Hi Arjen,
this certainly sounds like a good idea. However, this requires a lot
of changes and testing. Perhaps it's more of a long-term plan? Can you
think of a sequence of small, easy-to-test changes that would
gradually lead from here to there?
One potential problem is that opening devices often requires detaching
a linux kernel driver, and this can lead to mice and keyboards
disconnected. So if there is, for example, a Belkin mouse, then there
is a bit of a catch: you don't know if it's a UPS until you open it,
but by the time you have opened it, it's already too late.
Perhaps we are fixing a problem that nobody is having. I have not seen
any report on any of the mailing lists by somebody who actually needed
to distinguish devices by serial number, but couldn't.
A more minimalist solution would be to leave the exact matcher as it
was, and wait until someone logs a feature request.

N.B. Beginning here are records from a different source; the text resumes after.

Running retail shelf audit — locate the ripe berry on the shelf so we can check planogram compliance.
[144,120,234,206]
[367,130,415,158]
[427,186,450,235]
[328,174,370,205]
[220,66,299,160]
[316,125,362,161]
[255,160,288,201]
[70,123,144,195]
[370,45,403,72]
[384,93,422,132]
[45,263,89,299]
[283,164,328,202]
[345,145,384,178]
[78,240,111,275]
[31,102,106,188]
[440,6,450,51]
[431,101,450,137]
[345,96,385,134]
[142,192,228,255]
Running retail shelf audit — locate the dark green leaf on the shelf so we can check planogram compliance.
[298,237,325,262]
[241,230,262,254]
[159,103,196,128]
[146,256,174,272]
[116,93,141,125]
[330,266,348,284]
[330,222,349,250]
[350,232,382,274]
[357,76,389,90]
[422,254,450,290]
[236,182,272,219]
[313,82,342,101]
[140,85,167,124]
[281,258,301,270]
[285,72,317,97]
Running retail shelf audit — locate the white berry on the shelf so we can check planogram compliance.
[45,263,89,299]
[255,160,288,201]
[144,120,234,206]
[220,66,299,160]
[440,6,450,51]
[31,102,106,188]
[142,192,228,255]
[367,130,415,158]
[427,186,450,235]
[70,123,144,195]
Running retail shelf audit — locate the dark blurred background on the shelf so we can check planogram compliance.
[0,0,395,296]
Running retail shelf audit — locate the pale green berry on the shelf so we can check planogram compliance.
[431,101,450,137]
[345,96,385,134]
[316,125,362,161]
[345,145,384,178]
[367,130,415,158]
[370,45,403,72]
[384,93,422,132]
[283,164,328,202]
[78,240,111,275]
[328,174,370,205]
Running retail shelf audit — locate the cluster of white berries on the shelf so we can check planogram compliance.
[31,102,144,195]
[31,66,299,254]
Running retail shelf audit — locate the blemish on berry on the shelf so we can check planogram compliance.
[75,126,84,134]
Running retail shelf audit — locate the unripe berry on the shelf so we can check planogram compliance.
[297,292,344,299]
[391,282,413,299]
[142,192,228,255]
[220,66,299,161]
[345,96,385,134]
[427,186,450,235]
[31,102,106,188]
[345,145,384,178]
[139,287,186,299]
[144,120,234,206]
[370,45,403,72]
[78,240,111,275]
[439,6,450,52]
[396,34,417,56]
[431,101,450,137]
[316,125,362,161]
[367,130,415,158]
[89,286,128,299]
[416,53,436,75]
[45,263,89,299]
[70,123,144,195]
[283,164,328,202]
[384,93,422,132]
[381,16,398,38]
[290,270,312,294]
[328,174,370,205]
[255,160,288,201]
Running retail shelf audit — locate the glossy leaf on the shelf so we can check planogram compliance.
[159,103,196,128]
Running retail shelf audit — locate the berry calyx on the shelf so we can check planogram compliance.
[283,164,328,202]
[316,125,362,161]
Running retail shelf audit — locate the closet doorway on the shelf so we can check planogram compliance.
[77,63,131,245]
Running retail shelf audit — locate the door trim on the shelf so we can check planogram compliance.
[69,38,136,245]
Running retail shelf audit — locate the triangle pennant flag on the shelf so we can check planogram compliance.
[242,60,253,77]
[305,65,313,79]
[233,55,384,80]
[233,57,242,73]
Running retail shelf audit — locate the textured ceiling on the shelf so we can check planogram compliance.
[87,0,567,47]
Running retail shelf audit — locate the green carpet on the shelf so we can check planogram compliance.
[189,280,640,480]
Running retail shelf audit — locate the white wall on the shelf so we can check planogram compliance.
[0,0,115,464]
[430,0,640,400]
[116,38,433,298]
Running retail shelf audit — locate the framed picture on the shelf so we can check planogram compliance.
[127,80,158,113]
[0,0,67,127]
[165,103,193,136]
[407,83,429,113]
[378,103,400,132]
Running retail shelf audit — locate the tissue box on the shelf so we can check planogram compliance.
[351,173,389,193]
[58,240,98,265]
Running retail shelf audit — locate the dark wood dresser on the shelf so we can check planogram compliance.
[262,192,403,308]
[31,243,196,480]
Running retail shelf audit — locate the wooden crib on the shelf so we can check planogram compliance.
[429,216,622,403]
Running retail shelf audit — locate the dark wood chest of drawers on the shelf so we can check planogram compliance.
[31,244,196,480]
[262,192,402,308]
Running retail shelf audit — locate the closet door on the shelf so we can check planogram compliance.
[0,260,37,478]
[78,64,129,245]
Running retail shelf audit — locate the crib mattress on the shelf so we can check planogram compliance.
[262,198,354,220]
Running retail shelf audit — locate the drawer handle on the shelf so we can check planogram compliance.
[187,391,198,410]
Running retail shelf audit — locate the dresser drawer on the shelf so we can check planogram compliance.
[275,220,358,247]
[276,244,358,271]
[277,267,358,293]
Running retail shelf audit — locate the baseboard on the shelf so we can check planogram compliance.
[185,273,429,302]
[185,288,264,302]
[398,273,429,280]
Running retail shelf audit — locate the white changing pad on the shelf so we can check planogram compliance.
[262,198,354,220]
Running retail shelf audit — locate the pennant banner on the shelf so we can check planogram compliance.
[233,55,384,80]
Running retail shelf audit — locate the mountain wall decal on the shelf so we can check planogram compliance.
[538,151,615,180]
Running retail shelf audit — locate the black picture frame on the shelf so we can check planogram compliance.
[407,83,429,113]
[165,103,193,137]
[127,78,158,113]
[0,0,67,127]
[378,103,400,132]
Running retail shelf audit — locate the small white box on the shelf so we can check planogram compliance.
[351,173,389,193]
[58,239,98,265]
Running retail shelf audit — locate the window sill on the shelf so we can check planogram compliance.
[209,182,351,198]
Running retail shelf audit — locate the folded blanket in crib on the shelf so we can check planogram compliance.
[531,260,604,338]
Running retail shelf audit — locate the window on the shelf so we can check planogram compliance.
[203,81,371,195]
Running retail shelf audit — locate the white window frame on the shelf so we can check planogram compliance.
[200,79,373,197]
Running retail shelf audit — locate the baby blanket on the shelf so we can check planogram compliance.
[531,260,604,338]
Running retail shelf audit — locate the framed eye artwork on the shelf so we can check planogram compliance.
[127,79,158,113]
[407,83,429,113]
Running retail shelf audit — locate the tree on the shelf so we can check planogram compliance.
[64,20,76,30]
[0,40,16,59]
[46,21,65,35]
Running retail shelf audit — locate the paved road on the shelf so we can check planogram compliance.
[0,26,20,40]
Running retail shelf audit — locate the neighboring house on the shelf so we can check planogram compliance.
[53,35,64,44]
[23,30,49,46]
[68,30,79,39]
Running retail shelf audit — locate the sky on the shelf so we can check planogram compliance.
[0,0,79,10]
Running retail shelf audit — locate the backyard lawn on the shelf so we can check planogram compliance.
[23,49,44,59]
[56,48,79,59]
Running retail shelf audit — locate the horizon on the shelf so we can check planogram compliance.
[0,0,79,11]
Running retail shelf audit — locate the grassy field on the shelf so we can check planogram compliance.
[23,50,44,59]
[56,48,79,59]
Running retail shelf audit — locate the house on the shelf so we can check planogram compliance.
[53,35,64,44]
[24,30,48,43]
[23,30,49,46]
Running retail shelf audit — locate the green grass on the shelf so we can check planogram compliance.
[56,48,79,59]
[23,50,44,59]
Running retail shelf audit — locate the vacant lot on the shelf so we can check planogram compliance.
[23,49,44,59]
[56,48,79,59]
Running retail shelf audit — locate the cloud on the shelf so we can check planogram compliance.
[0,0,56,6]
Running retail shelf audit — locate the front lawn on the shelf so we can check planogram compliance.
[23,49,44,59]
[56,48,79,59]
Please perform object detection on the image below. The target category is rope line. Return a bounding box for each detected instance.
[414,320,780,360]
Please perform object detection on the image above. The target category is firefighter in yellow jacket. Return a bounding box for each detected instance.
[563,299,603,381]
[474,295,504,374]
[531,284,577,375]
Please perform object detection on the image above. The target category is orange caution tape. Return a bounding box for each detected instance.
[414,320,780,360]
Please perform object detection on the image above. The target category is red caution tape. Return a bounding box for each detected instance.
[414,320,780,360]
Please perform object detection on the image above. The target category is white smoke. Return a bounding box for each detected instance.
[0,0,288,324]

The current mechanism for device recognition, by which the -x
productid option will cause the drivers to match devices that it would
otherwise ignore, seems to work reasonably well. It allows people to
attache new devices without getting SVN sources or upgrading. The only
problem is that log message that needs to be at debug level 0, so that
people will actually know about the feature.
-- Peter
Arjen de Korte wrote:>
> Peter,
>
> What is your opinion on the following idea. I think we can improve the
> matching a lot, by delaying the exact matcher to *after* parsing the
> Report Descriptor and applying subdriver specific routines to get to the
> serial number, model and vendor names. By doing so, we would probably
> get more accurate information on especially the serial number, since
> this is located in non-standard locations for several subdrivers. If we
> get a match, we could be sure that this is the same device and need not
> DELCMD/DELINFO whatever we got already, but could simply update the
> pointers to the parsed report descriptor (which is a lot lighter on the
> load).
>
> Another thing is that we could probably reject devices (also, depending
> on whether a subdriver supports this) if they are not a UPS. We could
> easily check for this in the HID tree. This in turn could mean that we
> can be far less strict on matching the ProductID, since we could reject
> devices that don't report themselves as a UPS or Powerdevice.
>
> Any thoughts on this? Could this be worthwile to investigate further, or
> am I missing something vital here?